No więc, już sobie postanowiliśmy coś naprawdę dokończyć. Okazuje się, że nie doceniliśmy czasu, jaki będzie na to potrzebny. Zajęło o połowę dłużej niż miało. Ale mamy to już za sobą. Co się dzieje dalej? Dalej, stoisz przed decyzją, czy zacząć kolejną rzecz. Ale uwaga: tym razem zdajesz już sobie sprawę, że zaczynanie kolejnej sprawy jest trochę jak pożyczanie pieniędzy – kiedy pożyczasz jakąś sumę, wiesz – a przynajmniej powinieneś – czy stać Cię na jej spłacenie.
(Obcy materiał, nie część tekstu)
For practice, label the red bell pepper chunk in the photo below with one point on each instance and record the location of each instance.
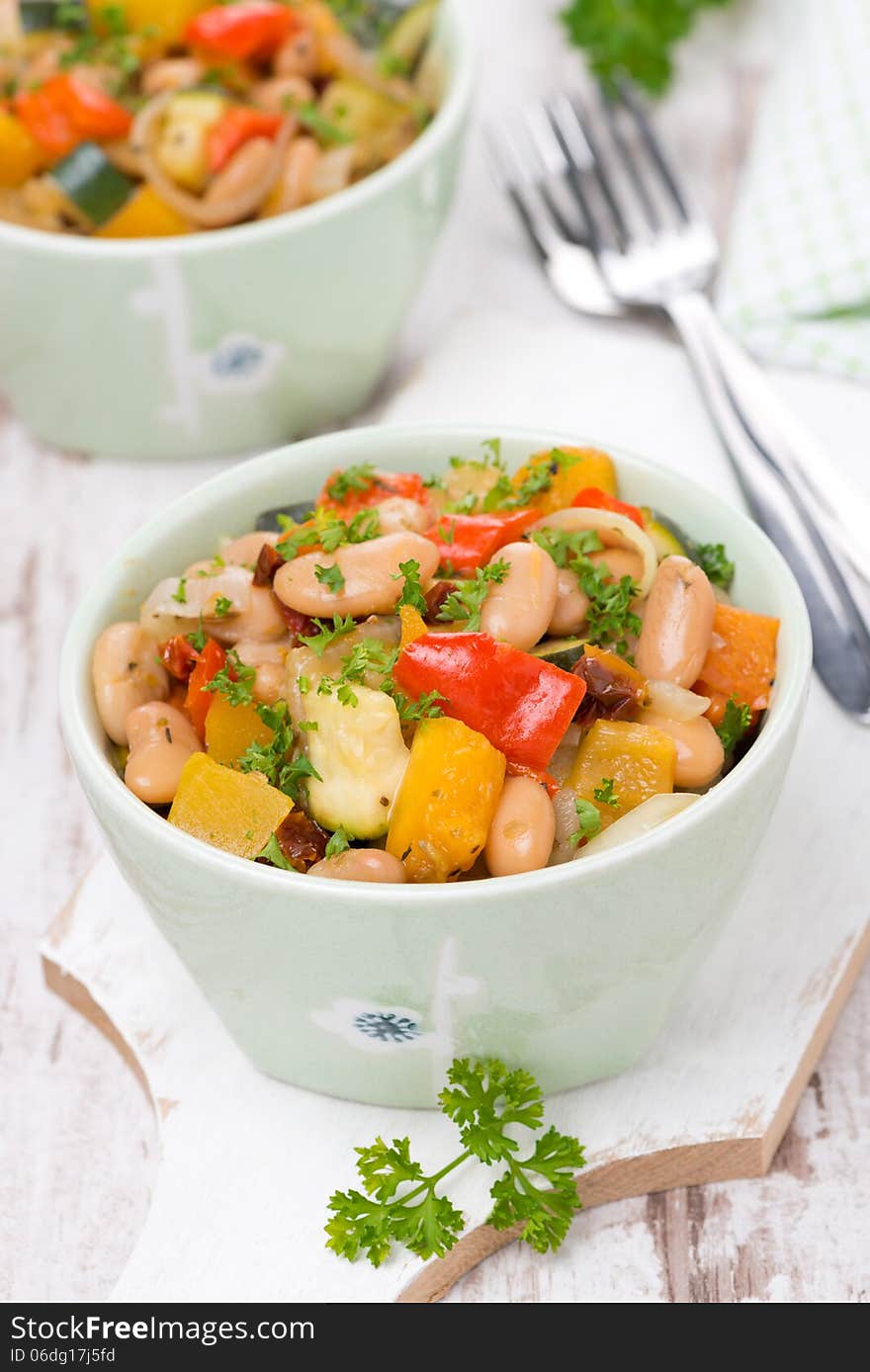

Przynajmniej ogólnie jesteś w stanie to ocenić. Jeżeli to kompletnie przekracza Twoje możliwości finansowe, nie pożyczasz. To samo jest z zaczynaniem spraw. Zaczynając coś, z góry przeznaczasz na to ileś czasu i własnej życiowej energii. Kiedy wyrobisz sobie nawyk kończenia rozpoczętych spraw i wiesz, że co zaczniesz – skończysz, dużo bardziej realistycznie zaczynasz oceniać swoje możliwości. Innymi słowy, będziesz mniej chętnie rzucać się na coś, co te możliwości przekracza. Ktoś, kto nie przejmuje się zbytnio doprowadzaniem swojej pracy do końca, tkwi wiecznie w wirze niezałatwionych spraw i tylko na chwilę udaje mu się z niego wynurzyć. Jeśli wiesz, że co zaczniesz skończysz, siła tego wiru słabnie i zanim się obejrzysz, już go nie ma. A Ty lekko płyniesz przed siebie w słońcu, bo chmury ciężarów, które brałaś na siebie tak długo bez opamiętania, są już tylko wspomnieniem.

ZADANIA DO WYKONANIA

  • Od dzisiaj, od teraz, postanów sobie upraszczać wszystko, co się tylko da. Najprościej jak można – ale nie prościej J. Ćwicz się w prostym wypowiadaniu się, prostym pisaniu, i prostym myśleniu. To jest Twoje pierwsze z dwóch zadań na nowy rok. Usuwaj z życia niepotrzebne.
  • Zrób listę niezakończonych spraw, które zatruwają Ci życie, a następnie:
    • Uprość ją: usuń z niej i swojego życia wszystko, czego naprawdę nie musisz teraz zakończyć, czego podjęłaś się bez zastanowienia i teraz żałujesz, albo bez czego po prostu da się obejść
    • Z listy tych, które pozostały, wybierz sprawę, którą można dokończyć najszybciej i najłatwiej. Dokończ ją. Nie ulegnij pokusie brania się za „najważniejsze”, „najpilniejsze” itp. To pułapka. Skończ najprostszą, a energia, jaką da Ci jej zakończenie uskrzydli Cię do dokończenia kolejnej.
  • Postanów sobie NA POWAŻNIE i świadomie, że odtąd jeśli coś zaczynasz, kończysz. Jeżeli nawet okaże się, że z rozpędu po dawnemu zaczęłaś coś niepotrzebnie – dokończ. Momentalnie wykształcisz w sobie instynkt trafnej oceny możliwości i dostępnego czasu. To jest Twój plan na nowy rok.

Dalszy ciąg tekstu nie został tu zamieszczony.